Adaptação para o streaming

Parte dessa vulnerabilidade veio também da necessidade de compor uma obra pop que se ajustasse às exigências mercadológicas da atualidade, que ditam faixas mais curtas para capitalizar com o streaming. 

Enquanto, em discos anteriores, Gaga se alongava em viagens musicais e líricas (por vezes excitantes, não me levem a mal) através de faixas de quatro ou cinco minutos, em Chromatica ela vai direto ao ponto – e é de arrepiar o que ela e seu time de produtores e compositores são capazes de fazer quando o tempo é curto, o quanto são capazes de compactar as suas ideias em um pacote rápido, certeiro, que não perde o impacto.

A permanência da complexidade de Gaga mesmo em faixas de três minutos ou menos passa por decisões práticas de estrutura (manter a bridge na maioria das músicas, por exemplo, preferindo economizar em repetições do refrão ou quantidade de versos), mas também pela audácia de executar cada ideia absurda que surge no estúdio. 

Mesmo em um espaço menor do que o normal para Gaga, Chromatica esbanja riqueza instrumental, inserindo batucadas (em “Sour Candy”), seções de cordas e sopros (em “Enigma”), sintetizadores flautados (em “Sine from Above”) e outras maluquices musicais nos lugares mais improváveis.

Abertura emocional

A ousadia na produção tem critério, no entanto. Embora seja guiado pelo mesmo impulso criativo irrestrito que fez do Born this Way um clássico contemporâneo, o Chromatica é (por necessidade) mais focado, mais organizado, mais inteligente com suas ferramentas. De fato, ele constrói uma viagem musical muito clara, e ouvindo o disco todo é fácil perceber o quanto ele se abre aos poucos.

Se “Stupid Love” é um dance imaculado por outras influências, “Rain on Me” é muito mais levada pelo baixo do que pelo sintetizador, “Free Woman” e “Fun Tonight” inserem uma sensibilidade de arena noventista ao álbum, “911” e “Plastic Doll” se abrem para a influência do eletro, “Enigma” e “Replay” ensaiam a chegada da disco music à festa.

Liricamente, o processo se repete. Gaga pondera sua busca por realização e cura na música de forma progressiva, em suas composições mais diretas e doídas até hoje. 

Dependências químicas vem à tona em “Rain on Me” (que, segundo a própria Gaga em entrevista à Apple, pode ser entendida como uma metáfora para o alcoolismo) e “911”, enquanto os momentos mais sombrios do estresse pós-traumático são o assunto de “Fun Tonight” e “Replay”. 
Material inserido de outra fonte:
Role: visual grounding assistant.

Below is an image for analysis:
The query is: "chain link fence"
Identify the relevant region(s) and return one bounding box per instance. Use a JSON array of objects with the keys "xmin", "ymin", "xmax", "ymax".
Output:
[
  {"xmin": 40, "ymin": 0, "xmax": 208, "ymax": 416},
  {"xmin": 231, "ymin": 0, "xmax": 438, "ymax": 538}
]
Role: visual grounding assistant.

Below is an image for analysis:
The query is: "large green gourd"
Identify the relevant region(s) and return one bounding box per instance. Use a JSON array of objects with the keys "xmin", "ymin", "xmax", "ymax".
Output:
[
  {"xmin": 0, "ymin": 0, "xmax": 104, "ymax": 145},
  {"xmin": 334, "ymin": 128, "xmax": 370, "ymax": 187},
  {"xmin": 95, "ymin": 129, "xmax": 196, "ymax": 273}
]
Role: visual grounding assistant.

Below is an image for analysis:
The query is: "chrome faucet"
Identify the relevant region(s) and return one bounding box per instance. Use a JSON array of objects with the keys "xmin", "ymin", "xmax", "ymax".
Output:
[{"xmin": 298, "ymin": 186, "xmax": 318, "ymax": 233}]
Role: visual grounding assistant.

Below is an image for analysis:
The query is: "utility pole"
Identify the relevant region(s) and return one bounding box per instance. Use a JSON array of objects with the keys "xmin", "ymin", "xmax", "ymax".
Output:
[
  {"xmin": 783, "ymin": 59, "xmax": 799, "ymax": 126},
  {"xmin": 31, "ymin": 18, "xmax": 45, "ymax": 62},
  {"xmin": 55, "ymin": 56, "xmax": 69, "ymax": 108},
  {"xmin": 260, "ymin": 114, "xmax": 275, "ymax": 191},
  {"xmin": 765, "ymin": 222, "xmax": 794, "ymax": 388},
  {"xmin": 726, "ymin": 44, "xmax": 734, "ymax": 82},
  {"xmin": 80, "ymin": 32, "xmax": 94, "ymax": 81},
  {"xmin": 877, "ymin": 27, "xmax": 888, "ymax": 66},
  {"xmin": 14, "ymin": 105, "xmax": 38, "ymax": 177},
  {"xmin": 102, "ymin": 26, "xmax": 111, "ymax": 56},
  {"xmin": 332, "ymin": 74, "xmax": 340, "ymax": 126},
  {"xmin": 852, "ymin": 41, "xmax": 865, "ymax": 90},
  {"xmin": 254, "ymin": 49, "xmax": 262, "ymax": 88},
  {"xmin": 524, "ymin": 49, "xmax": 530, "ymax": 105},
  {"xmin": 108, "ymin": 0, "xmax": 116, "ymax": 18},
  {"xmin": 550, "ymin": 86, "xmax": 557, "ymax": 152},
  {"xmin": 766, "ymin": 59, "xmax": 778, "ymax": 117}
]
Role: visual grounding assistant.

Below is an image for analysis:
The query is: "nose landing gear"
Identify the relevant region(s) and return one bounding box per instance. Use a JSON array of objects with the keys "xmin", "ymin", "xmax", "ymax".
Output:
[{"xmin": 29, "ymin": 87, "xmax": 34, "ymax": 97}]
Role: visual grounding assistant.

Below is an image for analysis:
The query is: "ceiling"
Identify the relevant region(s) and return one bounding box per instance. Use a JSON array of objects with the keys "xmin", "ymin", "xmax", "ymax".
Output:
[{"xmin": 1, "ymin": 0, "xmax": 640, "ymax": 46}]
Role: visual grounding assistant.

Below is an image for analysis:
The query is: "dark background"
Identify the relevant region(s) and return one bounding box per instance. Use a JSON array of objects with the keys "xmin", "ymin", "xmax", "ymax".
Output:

Esta última, aliás, tem a estrutura mais brilhante do disco, com o seu mote repetitivo que vai deixar o “replay-re-replay-eh-eh” tocando na cabeça dos fãs por muito tempo.

Mensagem realista

Se a salvação de Gaga em “Sine From Above” parece desesperada e artificial, é porque ela é — em Chromatica, a cantora reconhece a sina da imperfeição, a imortalidade dos monstros sobre os quais ela canta desde que chegou à cena pop, e encontra alguma alegria (ou talvez seja só alívio) nesse reconhecimento. 

A chave musical do Chromatica é que nenhuma de suas “fases” se anula, o que criaria uma obra episódica. Ao invés disso, elas se somam. Por isso a celebração admitidamente boba e extravagante da última faixa, “Babylon”, é tão deliciosa – ela junta coros, pianos, cordas, sopros e tudo o mais que veio antes dela no disco, parecendo jogar as mãos para o alto e dizer: “já que o mundo é assim, vamos nos divertir um pouco”.

Aqui, Lady Gaga encara de frente, sem artifícios de encenação, o derivativo, o descartável, o sublime e o perene da música pop. Ela defende a glória e a derrocada dessa forma de arte como ninguém, armada com um talento gigante, sim – mas, especialmente, com uma audácia e um impulso criativo que não encontram paralelos no mainstream.